Equally transformative has been the acquisition of academic tools I had long felt I needed to become a more effective leader. In the IEDL, I’ve worked alongside urban planners from the Yale School of Architecture and community leaders from the Greater Dwight Development Corporation. Together, we are exploring how city planning can reflect community priorities. We have learned to approach this work methodically: developing asset maps, analyzing historical data, attending community board meetings, reviewing city plans, and identifying tangible areas of need, from tree canopy gaps to potential sites for cultural centers and affordable housing. These frameworks have given me a disciplined way to translate values into strategy. For me, the IEDL has opened a window into the kind of place-based work I hope to pursue long term.
What’s one highlight of this experience?
One of the most meaningful aspects of my experience at Yale SOM has been the opportunity to learn and grow alongside Adama Kamara ’27, my close friend and classmate. Adama and I share a similar orientation toward the world as artists who are deeply interested in using business tools to strengthen arts communities. She is the founder of a startup that supports local humanities and cultural institutions, and I find her leadership both inspiring and aspirational. Working alongside someone who thinks expansively about the intersection of creativity and enterprise has pushed me to clarify and elevate my own ambitions.
It was a privilege to collaborate with Adama in organizing our exhibition at 63 Audubon, titled Drawn Together: Notes on a Shared Future. The exhibition invited local artists to reflect on what makes a city and paired their visual work with interdisciplinary conversations about urban planning, housing, and economic development. In curating the show, we were able to bring together our artistic instincts with the stakeholder engagement frameworks we’ve learned at SOM. It allowed us to explore questions of economic development through a medium that felt authentic to us.
Now, as we move into the fourth quarter and formalize our work through the Inclusive Economic Development Lab, we are building on that experience with greater structure and analytical rigor. What began as a creative inquiry is evolving into a more systematic exploration of how arts, policy, and economic strategy intersect. I feel deeply fortunate to be on this journey with someone who shares my values and curiosity. Having a partner in this work has made the experience richer and more grounded.
What advice do you have for other students interested in this fellowship?
Just go for it. At 45, I made the decision to transform my life by imagining something larger than what I previously believed was possible. Choosing to pursue an MBA at Yale SOM was not the conventional path for someone with my background, but it felt like the right place to stretch and reimagine the scope of my impact. The Aspire Fellowship turned what felt like a distant aspiration into a lived reality.

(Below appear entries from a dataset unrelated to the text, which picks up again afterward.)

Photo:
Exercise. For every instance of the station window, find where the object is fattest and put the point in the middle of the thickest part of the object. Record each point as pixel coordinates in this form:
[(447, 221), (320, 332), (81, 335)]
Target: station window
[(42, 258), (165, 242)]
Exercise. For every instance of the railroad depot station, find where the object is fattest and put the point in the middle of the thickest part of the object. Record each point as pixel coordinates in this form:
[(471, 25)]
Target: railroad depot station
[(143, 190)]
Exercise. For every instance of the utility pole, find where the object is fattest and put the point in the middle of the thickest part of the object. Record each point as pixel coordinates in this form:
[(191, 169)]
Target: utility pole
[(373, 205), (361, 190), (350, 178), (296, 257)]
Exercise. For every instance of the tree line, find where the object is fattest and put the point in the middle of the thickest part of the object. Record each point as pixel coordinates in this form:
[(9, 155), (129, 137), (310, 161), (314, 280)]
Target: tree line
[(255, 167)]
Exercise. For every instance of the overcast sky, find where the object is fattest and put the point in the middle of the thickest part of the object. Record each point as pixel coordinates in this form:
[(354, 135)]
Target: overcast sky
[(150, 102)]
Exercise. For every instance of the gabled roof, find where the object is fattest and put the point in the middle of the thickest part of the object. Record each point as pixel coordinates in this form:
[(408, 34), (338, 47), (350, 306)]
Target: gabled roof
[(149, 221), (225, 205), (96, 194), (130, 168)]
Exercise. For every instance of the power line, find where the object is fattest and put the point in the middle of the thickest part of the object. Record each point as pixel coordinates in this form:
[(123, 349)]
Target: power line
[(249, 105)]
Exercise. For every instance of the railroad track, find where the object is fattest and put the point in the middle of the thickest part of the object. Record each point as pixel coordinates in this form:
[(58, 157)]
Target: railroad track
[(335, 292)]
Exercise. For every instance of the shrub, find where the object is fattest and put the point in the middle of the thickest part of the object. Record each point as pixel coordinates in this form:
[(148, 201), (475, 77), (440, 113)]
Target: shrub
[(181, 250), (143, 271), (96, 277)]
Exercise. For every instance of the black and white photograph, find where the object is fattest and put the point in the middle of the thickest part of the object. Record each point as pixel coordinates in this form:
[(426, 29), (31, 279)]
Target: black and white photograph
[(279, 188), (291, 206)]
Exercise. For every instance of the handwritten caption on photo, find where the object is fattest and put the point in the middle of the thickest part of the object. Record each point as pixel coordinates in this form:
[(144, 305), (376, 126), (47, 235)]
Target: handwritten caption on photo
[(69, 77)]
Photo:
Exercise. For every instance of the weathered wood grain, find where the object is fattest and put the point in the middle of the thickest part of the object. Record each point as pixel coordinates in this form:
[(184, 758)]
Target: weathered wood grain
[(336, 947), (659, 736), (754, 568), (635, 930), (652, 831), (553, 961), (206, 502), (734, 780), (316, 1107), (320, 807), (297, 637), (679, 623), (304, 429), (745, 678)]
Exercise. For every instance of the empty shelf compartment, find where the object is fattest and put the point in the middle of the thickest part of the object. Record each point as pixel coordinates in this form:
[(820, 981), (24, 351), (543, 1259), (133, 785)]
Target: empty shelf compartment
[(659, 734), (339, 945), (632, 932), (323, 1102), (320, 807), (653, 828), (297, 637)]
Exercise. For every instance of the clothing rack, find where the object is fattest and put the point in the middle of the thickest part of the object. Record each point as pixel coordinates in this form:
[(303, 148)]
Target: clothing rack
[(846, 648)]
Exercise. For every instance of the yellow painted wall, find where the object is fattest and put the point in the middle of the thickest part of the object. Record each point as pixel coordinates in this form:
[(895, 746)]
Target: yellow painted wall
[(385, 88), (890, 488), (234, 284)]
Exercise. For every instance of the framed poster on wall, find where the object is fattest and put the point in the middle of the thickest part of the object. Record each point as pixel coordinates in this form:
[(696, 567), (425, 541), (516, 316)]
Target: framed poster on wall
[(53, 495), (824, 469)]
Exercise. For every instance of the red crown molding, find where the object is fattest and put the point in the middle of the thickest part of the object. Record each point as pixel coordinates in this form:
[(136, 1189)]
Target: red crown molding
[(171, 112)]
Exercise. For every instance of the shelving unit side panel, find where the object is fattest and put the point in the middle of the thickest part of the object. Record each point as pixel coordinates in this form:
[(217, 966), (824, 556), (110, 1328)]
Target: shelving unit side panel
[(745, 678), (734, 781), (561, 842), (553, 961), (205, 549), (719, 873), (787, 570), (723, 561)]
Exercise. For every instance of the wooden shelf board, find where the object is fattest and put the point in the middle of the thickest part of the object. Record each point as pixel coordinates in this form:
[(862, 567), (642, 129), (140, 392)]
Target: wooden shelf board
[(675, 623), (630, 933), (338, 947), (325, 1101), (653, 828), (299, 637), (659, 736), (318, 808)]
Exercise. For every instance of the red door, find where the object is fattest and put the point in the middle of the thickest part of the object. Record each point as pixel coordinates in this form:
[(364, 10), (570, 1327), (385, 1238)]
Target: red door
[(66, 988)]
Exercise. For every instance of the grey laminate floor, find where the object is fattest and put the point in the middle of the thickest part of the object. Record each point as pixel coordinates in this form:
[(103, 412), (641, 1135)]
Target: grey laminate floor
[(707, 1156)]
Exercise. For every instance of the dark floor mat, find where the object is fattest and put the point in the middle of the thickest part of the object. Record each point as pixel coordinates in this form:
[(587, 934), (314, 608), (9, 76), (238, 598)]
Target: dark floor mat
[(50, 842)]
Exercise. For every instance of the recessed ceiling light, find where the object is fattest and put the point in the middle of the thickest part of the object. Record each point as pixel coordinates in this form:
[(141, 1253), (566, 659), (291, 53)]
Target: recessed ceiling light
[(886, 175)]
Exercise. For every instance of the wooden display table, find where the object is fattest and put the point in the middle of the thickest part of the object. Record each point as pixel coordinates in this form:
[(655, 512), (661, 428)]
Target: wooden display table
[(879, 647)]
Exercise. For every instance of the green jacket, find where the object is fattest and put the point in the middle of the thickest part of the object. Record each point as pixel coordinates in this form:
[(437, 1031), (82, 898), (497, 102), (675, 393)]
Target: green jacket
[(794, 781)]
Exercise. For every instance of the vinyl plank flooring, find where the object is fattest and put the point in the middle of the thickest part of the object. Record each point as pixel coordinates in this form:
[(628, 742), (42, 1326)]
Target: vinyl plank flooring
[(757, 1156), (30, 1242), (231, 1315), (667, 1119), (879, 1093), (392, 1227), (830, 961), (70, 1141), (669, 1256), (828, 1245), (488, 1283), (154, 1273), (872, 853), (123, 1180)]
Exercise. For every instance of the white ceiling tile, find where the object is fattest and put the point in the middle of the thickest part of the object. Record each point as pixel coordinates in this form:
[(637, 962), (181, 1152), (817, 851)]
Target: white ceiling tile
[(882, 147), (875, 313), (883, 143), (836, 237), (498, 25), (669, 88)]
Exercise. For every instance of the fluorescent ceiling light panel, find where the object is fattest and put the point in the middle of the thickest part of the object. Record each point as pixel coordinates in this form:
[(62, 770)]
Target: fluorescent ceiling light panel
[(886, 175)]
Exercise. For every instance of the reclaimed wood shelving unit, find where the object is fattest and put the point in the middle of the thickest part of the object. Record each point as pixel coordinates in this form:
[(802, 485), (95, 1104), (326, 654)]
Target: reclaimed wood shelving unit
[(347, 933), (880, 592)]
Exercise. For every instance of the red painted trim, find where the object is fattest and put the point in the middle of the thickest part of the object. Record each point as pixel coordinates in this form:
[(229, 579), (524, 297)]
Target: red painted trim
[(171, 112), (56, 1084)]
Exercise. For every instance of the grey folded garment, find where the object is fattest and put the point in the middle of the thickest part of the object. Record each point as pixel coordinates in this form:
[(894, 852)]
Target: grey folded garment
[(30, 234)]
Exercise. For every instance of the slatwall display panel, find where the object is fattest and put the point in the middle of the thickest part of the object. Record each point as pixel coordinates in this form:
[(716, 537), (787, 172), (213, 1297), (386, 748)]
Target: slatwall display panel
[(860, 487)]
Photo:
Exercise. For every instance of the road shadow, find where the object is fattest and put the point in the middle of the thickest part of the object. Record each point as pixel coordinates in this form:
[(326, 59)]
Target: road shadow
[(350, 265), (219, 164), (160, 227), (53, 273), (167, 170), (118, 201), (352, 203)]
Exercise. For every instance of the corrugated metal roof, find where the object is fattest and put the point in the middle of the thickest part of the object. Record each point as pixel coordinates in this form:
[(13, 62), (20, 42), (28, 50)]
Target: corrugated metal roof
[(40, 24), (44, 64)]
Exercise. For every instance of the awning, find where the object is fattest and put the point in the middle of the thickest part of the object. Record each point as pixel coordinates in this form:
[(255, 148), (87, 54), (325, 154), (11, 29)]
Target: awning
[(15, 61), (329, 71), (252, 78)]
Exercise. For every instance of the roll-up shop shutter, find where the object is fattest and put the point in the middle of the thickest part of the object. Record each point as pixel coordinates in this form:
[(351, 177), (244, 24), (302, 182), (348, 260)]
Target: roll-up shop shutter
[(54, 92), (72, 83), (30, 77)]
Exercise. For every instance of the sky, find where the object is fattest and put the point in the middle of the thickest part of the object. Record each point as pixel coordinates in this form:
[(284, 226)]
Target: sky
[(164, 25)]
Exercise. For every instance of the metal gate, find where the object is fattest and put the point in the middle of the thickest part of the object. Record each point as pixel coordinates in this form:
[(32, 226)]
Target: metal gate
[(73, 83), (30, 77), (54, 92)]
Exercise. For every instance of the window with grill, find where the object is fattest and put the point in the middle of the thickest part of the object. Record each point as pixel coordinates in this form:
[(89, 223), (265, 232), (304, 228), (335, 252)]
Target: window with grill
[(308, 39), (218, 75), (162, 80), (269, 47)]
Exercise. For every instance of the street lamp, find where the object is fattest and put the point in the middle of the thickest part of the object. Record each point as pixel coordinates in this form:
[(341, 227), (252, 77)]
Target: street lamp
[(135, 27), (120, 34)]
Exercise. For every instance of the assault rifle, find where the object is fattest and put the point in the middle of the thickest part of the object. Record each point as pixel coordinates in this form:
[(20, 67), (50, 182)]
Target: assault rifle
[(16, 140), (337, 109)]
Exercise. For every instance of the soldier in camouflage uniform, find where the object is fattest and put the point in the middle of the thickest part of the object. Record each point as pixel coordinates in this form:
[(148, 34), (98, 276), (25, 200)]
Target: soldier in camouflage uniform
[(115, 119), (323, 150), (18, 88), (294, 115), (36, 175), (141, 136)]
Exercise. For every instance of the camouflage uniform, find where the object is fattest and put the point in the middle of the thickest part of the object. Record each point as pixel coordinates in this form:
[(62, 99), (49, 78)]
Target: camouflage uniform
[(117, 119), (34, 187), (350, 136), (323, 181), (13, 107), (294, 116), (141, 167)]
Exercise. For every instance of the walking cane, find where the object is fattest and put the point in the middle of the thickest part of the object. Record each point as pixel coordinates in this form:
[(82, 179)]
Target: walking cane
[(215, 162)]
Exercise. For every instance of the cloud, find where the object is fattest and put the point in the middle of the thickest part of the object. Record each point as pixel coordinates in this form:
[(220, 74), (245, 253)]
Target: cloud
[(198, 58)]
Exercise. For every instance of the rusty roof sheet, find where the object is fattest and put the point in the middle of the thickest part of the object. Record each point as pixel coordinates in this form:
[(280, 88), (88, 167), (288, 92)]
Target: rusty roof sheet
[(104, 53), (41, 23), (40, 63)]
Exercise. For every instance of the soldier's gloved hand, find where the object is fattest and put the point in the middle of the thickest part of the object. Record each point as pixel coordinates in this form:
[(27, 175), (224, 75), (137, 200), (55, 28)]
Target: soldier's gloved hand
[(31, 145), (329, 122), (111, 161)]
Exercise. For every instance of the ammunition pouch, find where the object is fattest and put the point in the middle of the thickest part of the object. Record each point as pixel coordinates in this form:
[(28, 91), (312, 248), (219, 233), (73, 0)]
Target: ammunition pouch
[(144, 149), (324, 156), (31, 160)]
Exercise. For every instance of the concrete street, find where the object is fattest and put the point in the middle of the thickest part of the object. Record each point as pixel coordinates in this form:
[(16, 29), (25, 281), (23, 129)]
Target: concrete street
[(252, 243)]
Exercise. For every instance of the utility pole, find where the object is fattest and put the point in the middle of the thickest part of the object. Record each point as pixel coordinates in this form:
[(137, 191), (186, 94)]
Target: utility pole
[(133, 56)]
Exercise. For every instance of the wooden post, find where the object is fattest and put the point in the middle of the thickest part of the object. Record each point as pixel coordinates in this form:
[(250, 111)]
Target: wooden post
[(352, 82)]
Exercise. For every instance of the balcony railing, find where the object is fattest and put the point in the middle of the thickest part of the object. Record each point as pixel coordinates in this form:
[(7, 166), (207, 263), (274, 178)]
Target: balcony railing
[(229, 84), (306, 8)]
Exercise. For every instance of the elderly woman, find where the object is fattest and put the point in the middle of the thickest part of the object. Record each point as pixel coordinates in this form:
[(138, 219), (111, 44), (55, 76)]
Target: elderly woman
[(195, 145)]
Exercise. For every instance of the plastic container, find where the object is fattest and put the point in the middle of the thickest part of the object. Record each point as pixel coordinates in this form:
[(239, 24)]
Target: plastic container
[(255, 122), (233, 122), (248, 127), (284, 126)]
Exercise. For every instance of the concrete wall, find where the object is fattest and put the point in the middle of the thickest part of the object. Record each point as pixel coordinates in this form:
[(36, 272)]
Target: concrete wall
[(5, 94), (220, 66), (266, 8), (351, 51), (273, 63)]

I would encourage any non-traditional student like me—who grew up low-income, who comes from an unconventional professional path, who is a parent, or who feels they may be “starting late”—to remain open to the full range of what their life can become. Growth does not have an age limit. Reinvention does not require permission. Sometimes the most important step is placing yourself in environments where possibility exists and allowing programs like the Aspire Fellowship to meet you there.